• Intensive care medicine · Feb 2020

    Review

    Antimicrobial de-escalation as part of antimicrobial stewardship in intensive care: no simple answers to simple questions-a viewpoint of experts.

    • Jan J De Waele, Jeroen Schouten, Bojana Beovic, Alexis Tabah, and Marc Leone.
    • Department of Critical Care Medicine, Ghent University Hospital, C. Heymanslaan 10, 9000, Ghent, Belgium. Jan.DeWaele@UGent.be.
    • Intensive Care Med. 2020 Feb 1; 46 (2): 236-244.

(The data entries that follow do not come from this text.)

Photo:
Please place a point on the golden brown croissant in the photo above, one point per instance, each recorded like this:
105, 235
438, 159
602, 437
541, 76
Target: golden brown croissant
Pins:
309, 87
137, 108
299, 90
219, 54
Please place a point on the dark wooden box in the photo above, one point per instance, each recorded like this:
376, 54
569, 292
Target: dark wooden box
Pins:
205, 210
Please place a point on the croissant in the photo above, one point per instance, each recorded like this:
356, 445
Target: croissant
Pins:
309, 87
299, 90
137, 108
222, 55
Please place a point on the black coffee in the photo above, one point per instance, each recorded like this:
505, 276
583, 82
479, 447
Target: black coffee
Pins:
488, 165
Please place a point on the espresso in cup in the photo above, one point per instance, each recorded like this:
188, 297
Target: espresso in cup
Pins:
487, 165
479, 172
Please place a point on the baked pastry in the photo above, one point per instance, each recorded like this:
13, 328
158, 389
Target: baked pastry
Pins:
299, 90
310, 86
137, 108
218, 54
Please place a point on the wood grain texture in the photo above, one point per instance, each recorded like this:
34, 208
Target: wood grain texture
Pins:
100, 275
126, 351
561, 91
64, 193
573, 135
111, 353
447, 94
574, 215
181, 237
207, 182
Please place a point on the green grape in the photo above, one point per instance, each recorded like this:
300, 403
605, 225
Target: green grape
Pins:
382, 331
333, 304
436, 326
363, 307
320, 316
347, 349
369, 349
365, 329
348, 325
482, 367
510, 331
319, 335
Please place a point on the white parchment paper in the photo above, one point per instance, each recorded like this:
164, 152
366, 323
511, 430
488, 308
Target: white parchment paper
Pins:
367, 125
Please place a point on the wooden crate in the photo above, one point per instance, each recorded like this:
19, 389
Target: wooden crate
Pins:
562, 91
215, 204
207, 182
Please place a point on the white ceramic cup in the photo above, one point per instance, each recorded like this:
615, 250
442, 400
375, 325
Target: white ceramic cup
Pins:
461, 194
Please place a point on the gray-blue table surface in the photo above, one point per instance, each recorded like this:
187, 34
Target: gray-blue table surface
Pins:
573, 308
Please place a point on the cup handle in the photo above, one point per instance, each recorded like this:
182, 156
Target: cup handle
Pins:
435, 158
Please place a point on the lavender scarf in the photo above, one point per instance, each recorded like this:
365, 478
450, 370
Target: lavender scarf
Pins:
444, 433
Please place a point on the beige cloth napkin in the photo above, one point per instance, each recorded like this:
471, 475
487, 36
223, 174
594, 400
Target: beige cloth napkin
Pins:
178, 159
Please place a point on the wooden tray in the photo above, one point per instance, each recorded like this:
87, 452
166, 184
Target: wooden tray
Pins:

    AbstractAntimicrobial de-escalation (ADE) is defined as the discontinuation of one or more components of combination empirical therapy, and/or the change from a broad-spectrum to a narrower spectrum antimicrobial. It is most commonly recommended in the intensive care unit (ICU) patient who is treated with broad-spectrum antibiotics as a strategy to reduce antimicrobial pressure of empirical broad-spectrum therapy and prevent antimicrobial resistance, yet this has not been convincingly demonstrated in a clinical setting. Even if it appears beneficial, ADE may have some unwanted side effects: it has been associated with prolongation of antimicrobial therapy and could inappropriately be used as a justification for unrestricted broadness of empirical therapy. Also, exposing a patient to multiple, sequential antimicrobials could have unwanted effects on the microbiome. For these reasons, ADE has important shortcomings to be promoted as a quality indicator for appropriate antimicrobial use in the ICU. Despite this, ADE clearly has a role in the management of infections in the ICU. The most appropriate use of ADE is in patients with microbiologically confirmed infections requiring longer antimicrobial therapy. ADE should be used as an integral part of an ICU antimicrobial stewardship approach in which it is guided by optimal specimen quality and relevance. Rapid diagnostics may further assist in avoiding unnecessary initiation of broad-spectrum therapy, which in turn will decrease the need for subsequent ADE.